Quant à l’allocation logement, elle augmente bien de 14 millions, monsieur Fruteau, dans le cadre de l’effort que nous faisons en faveur du logement. Vous trouverez ces crédits dans la mission logement du budget présenté par Mme Boutin.

Je suis comme vous, madame Branget, un grand partisan du SMA. Reconnu par tous comme un outil extrêmement efficace, il s’adresse à des jeunes qui n’ont plus de formation. Nous allons porter ses capacités d’accueil à 4 000 dès l’année prochaine et j’aimerais aller jusqu’à 5 000 pour en faire un vrai outil de formation. J’espère que les bonnes relations que nous entretenons avec le ministère de la défense et la reconversion des forces armées nous fourniront les moyens d’encadrement nécessaires.

Concernant l’article 43, monsieur Letchimy, vous m’avez convaincu. J’espère que le Sénat corrigera cet article car vous avez effectivement raison.

M. Serge Letchimy. Un amendement sera sans doute déposé à cet effet.

M. Yves Jégo, secrétaire d’État. Je l’accueillerai avec bienveillance car je pense qu’il y a eu erreur.

Aucune réforme n’est en cours sur la bonification des retraites. Soyez assuré que tout projet de réforme sur cette question serait précédé par une négociation avec les organisations syndicales.

M. Serge Letchimy. Y compris les syndicats locaux,

M. Yves Jégo, secrétaire d’État. Y compris les syndicats locaux. Cela nous renvoie donc au-delà de 2009.

Sur l’ITR, j’ai rencontré les syndicats nationaux et les syndicats locaux. Une négociation a eu lieu sur ce sujet.
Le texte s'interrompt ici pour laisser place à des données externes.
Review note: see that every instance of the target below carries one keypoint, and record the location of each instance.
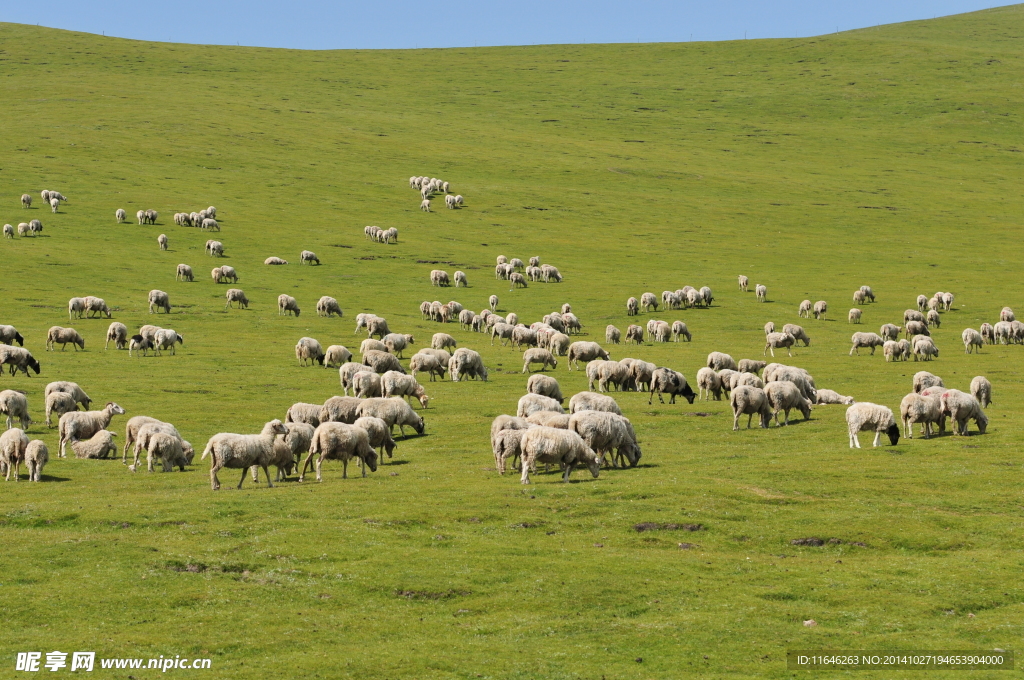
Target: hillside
(890, 157)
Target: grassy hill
(889, 157)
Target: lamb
(467, 363)
(750, 400)
(709, 384)
(14, 405)
(783, 395)
(549, 445)
(62, 336)
(981, 389)
(918, 409)
(672, 383)
(36, 457)
(243, 451)
(399, 384)
(830, 396)
(924, 348)
(871, 340)
(961, 408)
(972, 339)
(537, 355)
(585, 351)
(381, 362)
(336, 355)
(867, 416)
(719, 360)
(394, 411)
(99, 444)
(13, 444)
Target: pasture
(889, 157)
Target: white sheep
(553, 445)
(871, 417)
(243, 451)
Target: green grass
(889, 157)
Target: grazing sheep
(871, 340)
(309, 349)
(981, 389)
(237, 295)
(719, 360)
(160, 300)
(972, 339)
(36, 457)
(394, 411)
(777, 341)
(961, 408)
(62, 336)
(13, 444)
(585, 351)
(924, 348)
(783, 395)
(98, 445)
(867, 416)
(920, 409)
(553, 445)
(709, 384)
(336, 355)
(830, 396)
(243, 451)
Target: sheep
(783, 395)
(62, 336)
(549, 444)
(99, 444)
(867, 416)
(830, 396)
(398, 384)
(719, 360)
(961, 408)
(14, 405)
(918, 409)
(13, 444)
(243, 451)
(981, 389)
(709, 384)
(59, 404)
(924, 348)
(336, 355)
(309, 349)
(394, 411)
(537, 355)
(36, 457)
(859, 340)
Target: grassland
(889, 157)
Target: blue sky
(339, 25)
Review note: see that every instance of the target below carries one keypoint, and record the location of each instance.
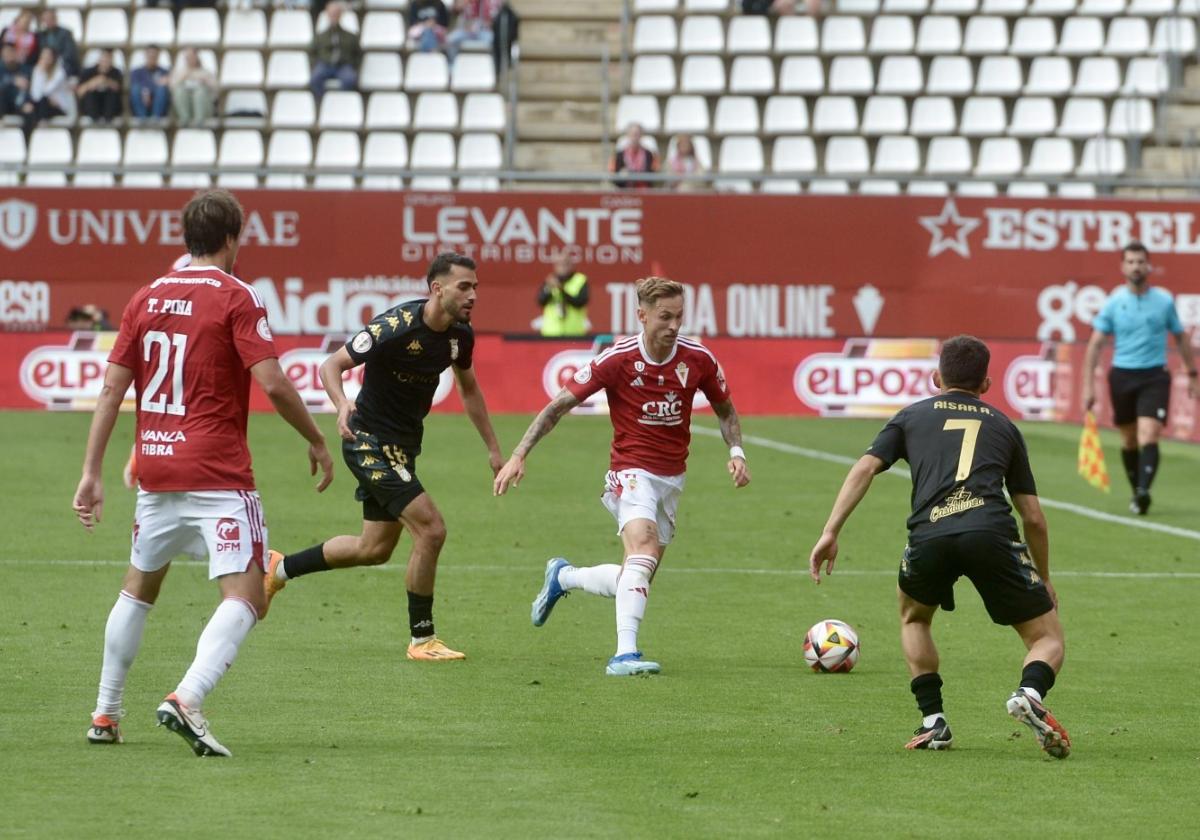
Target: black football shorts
(387, 475)
(1001, 570)
(1139, 394)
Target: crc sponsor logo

En conclusion, le Gouvernement assume, vis-à-vis de l’outre-mer, une politique dynamique qui, compte tenu des changements de la donne économique, introduit une nouvelle approche. Les crédits sont en augmentation. Quand j’ai pris mes responsabilités en mars, je ne pensais pas pouvoir vous présenter, en fin d’année, un budget en augmentation de 1,5 milliard. Si cela a été possible, c’est à la fois parce que l’outre-mer a bien voulu s’engager dans les réformes demandées par le Président de la République et parce que nous sommes, nous-mêmes, conscients que la spécificité de l’outre-mer nécessite des moyens particuliers. Nous les lui procurons dans un objectif de croissance, d’activité économique et d’emploi, trois maîtres mots de la politique gouvernementale, et qui guident la réorientation de nos politiques. J’espère que nous pourrons la conduire dans un climat aussi fort et aussi partenarial que ce soir devant votre commission, Monsieur le président.

M. le président Patrick Ollier. Je vous remercie, monsieur le secrétaire d’État. Le débat a été constructif et précis.

Suivant l’avis favorable de son rapporteur, M. Alfred Almont, la Commission a donné un avis favorable à l’adoption des crédits de la mission Outre-mer pour 2009.